Rip Van Winkle, slept they say (or so Washington Irving would have us believe) for 20 years. When he woke up, he had become a tottery old man and the USA had become independent. Any RVW undergoing a similar couple of decades would doubtless be just as much astonished on his awakening.
But suppose it happened to a follower of the Way, the new Christian religion established by Jesus. We might suppose he was one of the Seven who were appointed to take care of social work while the apostles concentrated on spreading the Gospel. Stephen and Philip were two of the seven. They were Greek-speaking believers with connections to the Nicolaitans who may have formed a distinctive group within the early Church (Acts 6.5). We have an account of Stephen’s speech in which he made plain the widespread failure to recognise Jesus as the Messiah. Stephen, you remember, was stoned and Luke adds the ominous comment: ‘Saul was among those who approved of his execution.’
If there was a sympathetic hearer to Stephen and if that sympathetic hearer nodded off for 20 years, his mind would very likely be in a whirl. It had become apparent in the interval that the Gospel was not confined to Jerusalem and the descendants of Abraham. It was to be a worldwide faith, though this was not always accepted.
During that 20 years Paul’s letters to churches throughout the eastern Mediterranean would be providing the nucleus of a New Testament. Stories would also be circulating about the miracles and sayings of Jesus that would eventually become the Gospels that we know. Paul himself would be in Rome with heavy concerns about those churches he had shaped as well as opportunities of presenting the new faith to those of an inquiring mind.
The re-awakened RVW would discover a variety of expressions of the new faith.

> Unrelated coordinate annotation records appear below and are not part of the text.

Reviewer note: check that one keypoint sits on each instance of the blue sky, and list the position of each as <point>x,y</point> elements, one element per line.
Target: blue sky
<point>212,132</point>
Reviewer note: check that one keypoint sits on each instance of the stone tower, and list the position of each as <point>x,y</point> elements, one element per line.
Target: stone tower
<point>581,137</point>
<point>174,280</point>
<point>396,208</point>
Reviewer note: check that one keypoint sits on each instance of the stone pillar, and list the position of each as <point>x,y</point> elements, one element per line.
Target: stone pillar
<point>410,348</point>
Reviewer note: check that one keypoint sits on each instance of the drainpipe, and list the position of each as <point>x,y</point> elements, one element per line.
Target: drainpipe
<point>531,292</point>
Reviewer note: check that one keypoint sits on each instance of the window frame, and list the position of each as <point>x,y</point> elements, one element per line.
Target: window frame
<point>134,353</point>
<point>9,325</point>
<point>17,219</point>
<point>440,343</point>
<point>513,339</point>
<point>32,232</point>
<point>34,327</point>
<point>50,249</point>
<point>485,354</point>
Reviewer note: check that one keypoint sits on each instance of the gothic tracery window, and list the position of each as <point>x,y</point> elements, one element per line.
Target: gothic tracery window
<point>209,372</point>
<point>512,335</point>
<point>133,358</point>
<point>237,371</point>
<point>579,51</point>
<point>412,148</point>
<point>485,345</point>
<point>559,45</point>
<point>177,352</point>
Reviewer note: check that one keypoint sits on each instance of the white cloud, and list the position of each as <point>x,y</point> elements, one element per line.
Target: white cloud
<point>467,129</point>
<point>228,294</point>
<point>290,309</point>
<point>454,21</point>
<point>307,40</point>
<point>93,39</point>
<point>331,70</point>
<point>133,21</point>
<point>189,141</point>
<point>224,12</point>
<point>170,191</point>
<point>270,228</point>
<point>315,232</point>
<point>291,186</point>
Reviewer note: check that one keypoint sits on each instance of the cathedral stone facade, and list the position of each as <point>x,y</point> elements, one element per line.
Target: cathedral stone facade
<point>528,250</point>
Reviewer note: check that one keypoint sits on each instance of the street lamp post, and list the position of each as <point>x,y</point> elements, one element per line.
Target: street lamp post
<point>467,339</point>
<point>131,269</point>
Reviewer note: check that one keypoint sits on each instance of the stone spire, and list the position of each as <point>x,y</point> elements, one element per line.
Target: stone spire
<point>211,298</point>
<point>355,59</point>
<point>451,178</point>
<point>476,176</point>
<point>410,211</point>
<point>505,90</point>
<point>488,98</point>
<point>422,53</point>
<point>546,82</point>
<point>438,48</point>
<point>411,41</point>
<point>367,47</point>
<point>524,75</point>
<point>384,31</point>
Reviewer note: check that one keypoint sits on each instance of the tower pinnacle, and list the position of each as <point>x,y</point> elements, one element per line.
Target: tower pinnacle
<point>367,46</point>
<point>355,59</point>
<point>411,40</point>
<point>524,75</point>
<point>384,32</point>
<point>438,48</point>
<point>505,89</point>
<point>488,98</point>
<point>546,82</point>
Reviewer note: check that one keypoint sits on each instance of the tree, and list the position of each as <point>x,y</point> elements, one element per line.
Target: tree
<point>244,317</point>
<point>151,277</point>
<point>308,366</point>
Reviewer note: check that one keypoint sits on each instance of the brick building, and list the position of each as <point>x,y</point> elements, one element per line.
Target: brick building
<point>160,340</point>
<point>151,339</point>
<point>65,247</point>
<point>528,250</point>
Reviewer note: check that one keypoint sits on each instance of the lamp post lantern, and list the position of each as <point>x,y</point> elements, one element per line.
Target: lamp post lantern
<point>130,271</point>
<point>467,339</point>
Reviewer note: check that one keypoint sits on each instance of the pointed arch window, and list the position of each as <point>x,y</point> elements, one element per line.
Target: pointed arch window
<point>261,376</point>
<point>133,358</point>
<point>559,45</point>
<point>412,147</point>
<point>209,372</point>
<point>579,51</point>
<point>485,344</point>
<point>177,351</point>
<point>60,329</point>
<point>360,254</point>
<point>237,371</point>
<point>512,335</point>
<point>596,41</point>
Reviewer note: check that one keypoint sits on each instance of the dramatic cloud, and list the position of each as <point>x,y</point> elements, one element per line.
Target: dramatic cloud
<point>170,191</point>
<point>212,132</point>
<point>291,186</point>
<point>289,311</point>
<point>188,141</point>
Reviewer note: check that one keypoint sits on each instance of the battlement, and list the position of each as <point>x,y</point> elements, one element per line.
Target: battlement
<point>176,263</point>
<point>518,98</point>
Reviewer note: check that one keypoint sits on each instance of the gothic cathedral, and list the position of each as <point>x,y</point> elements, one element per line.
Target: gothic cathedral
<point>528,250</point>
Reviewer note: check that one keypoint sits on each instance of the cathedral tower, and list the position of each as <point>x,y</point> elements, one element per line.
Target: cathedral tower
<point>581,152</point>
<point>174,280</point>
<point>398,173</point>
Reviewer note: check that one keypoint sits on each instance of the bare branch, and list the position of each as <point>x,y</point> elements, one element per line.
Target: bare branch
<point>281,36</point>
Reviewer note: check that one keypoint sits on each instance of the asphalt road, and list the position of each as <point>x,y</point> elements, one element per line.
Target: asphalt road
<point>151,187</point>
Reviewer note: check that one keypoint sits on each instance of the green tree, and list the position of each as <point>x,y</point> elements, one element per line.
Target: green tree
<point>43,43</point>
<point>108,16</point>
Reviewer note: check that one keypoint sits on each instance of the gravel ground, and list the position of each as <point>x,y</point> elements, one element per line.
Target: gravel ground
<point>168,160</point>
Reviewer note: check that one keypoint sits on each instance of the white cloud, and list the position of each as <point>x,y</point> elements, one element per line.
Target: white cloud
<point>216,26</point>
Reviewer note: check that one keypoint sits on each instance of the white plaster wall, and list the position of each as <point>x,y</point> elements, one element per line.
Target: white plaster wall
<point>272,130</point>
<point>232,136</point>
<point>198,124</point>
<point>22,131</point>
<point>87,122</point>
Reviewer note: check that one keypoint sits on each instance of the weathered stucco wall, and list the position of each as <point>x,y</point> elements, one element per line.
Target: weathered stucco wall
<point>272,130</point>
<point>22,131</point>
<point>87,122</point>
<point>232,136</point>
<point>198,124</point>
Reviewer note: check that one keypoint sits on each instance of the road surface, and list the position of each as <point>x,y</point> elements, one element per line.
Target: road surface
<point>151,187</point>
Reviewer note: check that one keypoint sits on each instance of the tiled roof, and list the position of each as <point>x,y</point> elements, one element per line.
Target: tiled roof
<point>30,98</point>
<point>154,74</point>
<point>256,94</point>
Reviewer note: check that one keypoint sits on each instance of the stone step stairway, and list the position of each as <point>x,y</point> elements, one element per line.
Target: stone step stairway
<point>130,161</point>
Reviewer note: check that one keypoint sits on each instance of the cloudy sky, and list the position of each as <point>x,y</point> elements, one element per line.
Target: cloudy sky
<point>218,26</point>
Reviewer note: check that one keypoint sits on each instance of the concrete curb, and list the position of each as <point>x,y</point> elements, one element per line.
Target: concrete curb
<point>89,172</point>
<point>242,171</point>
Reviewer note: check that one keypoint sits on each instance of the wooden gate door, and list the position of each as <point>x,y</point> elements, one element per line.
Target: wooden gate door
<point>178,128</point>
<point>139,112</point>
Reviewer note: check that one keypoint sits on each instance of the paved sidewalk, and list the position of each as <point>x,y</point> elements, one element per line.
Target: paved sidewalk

In Corinth there would be debate and indignation; in Philippi deep attachment to Paul and his teaching. And among those who particularly favoured ‘Hebrews’ there would be concern about the office of high priest.
The coming of the New Testament did not make the new faith an open and shut case with all questions answered. Rather there was a lively and variegated spread of believers with hopes and expectations yet to be approved or denied. The first verse of chapter eight of Acts gives some indication of what was in the offing.